Money changers feeling the pinch
Fifty-seven money changers closed their operations over the past year, while the volume of money exchanged plunged by over 600%, mainly due to the country's suspension of cross-border travel amid the Covid-19 pandemic.
According to data from the Bank of Thailand, as of May 2021, the total number of money exchange service providers was 2,334, declining from 2,365 in December last year and 2,391 in May last year.
Over the past year or so after the Covid-19 outbreak emerged in Thailand in March 2020, 57 money changers shut down.
As of May this year, service providers located in the North stood at 132, down by 18 from 150 in May last year. The number in the Central region dropped by 17 to 1,031 as of May this year, in the South they declined by 17 to 1,117, while in the Northeast the number fell by five to 54.
As of February this year, total buying volume in this business segment was US$167.91 million, while selling volume was $168.89 million.

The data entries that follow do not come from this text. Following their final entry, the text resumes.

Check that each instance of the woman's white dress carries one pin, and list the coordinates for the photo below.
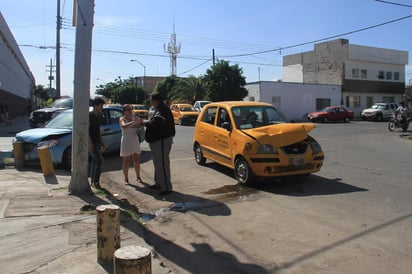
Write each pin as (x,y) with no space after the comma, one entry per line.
(130,142)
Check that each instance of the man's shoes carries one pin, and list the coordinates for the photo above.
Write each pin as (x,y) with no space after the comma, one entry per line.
(96,185)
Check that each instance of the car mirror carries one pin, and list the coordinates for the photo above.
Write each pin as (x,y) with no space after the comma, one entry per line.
(227,126)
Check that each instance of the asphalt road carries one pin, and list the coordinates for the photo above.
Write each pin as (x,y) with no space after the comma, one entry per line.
(354,216)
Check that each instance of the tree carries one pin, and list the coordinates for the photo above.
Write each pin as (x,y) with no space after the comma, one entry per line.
(189,89)
(225,82)
(41,93)
(130,94)
(164,88)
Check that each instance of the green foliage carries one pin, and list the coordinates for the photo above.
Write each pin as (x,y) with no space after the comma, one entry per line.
(49,102)
(122,91)
(41,93)
(189,90)
(225,82)
(165,87)
(130,94)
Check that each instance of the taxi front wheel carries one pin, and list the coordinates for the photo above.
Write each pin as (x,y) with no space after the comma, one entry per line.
(243,173)
(200,159)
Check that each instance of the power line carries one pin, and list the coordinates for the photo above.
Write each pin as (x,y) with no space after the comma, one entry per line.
(393,3)
(323,39)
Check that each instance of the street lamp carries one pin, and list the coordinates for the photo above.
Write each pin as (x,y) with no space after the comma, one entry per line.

Transactions significantly declined from December last year when buying volume was $204.66 million and selling volume was $209.22 million.
Meanwhile, both the buying and selling volume in February last year was equal at around $1.25 billion each.
The buying volume plunged 648% in February this year, on a year-on-year basis, while selling was down 642%.
Piya Tantivachayanon, president of SuperRich Currency Exchange (1965), a leading local money changer, said the number of money changers would continue to decline, especially those in a vulnerable condition and carrying high operational costs.
Related rental fee is the one core operating expenses for the business, particularly in communities and tourist areas.
Even though the Phuket sandbox scheme is a good project and will encourage business activities in Phuket, it is not sufficient to bring money exchange transactions back to normal.
"The country's reopening, especially Bangkok, is a key factor to help boost money exchange transactions to a significant level. However, the business operation for the post Covid-19 period will not be the same as before the outbreak," he said.
Besides the heavy impact of the outbreak with no foreign travellers, digital disruption is another key factor causing higher competition in this service segment. Demand for the digital currency service has been rising before the outbreak in line with the digital era.
Mr Piya said his firm has been transforming to a digital platform service in preparation for operations for the post-Covid era and in the longer term in line with the changing demands of consumers. SuperRich has closed physical branches to control operating costs and targets to keep 17-18 outlets, down from 49 branches before the pandemic.